Last week I mentioned that I had gotten Silks from the library. It is pretty much what I expected: classic Dick Francis, first-person, fairly suspenseful, with a steeplechase tie-in. What I didn't know is that "silks", as well as referring to the colors worn by a jockey, is also a slang term for Queen's Counselors, the specially qualified barristers (lawyers) who plead high-profile cases in British court. Read it and find out the connection!
What I really want to talk about today, though, is the sci-fi series I've been working through, the Foreigner books by C.J. Cherryh. This is my second time through, and I liked them enough the first time to buy a few of them in hardback as they came out, rather than waiting for the paperback or the library copy (although I now have a great system with the library that I'll talk about another time.) Each book has a single word title, beginning with #1 Foreigner and ending with #9 Deliverer. They are sort of a trilogy of trilogies, though I think you could read them out of order and still enjoy them.
The books center around the planet of the atevi, an alien race much taller than humans, with black* skin and golden cat-like eyes. A human colony ship, due to a computer error, lost its way and has no idea how to return to Earth. The nearest hospitable planet belongs to the atevi.
You may think you know where this is going, but that's all really just back story. The main character in all the books is Bren Cameron, the paidhi-aiji, that is, the official human translator from and to the atevi. After some years of peaceful-seeming cooperation, it became clear that humans and atevi were hard-wired to think in vastly different ways, so in order to keep peace and prevent serious and deadly misunderstandings, both races agreed to live separately and have only one very specially educated paidhi. Bren lives several hundred years into that system.

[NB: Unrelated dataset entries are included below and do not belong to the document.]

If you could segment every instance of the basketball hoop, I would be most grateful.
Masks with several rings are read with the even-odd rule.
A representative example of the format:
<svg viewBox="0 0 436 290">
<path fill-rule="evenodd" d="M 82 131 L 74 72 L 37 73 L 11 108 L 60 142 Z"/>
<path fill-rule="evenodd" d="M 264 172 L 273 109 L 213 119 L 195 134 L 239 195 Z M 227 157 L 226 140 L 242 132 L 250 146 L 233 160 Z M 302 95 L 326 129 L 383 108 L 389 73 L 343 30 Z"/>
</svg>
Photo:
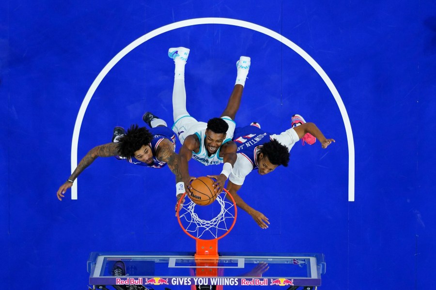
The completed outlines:
<svg viewBox="0 0 436 290">
<path fill-rule="evenodd" d="M 198 205 L 189 198 L 186 198 L 182 204 L 182 200 L 186 196 L 185 192 L 177 204 L 179 224 L 186 234 L 196 241 L 196 261 L 202 261 L 202 266 L 206 265 L 204 260 L 212 262 L 213 265 L 214 261 L 218 259 L 218 240 L 228 234 L 236 223 L 236 203 L 232 195 L 225 189 L 217 197 L 214 202 L 207 206 Z M 231 202 L 225 200 L 227 197 Z M 201 213 L 195 212 L 196 210 L 207 212 L 210 216 L 201 217 Z"/>
</svg>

Roger and I both love these books, and in a discussion not long after I restarted the series, we decided that that is mostly because the books deal with true communication. A great many events happen throughout these books, but the whole point of the series is the work required to make sure that all parties understand them in the same way. Highly recommended!
* That's black like coal or asphalt, not the African "black". The books have human characters of all races and ethnicities. Unfortunately, nobody told the cover illustrator for books 7 and 8. Definitely don't judge these books by their covers!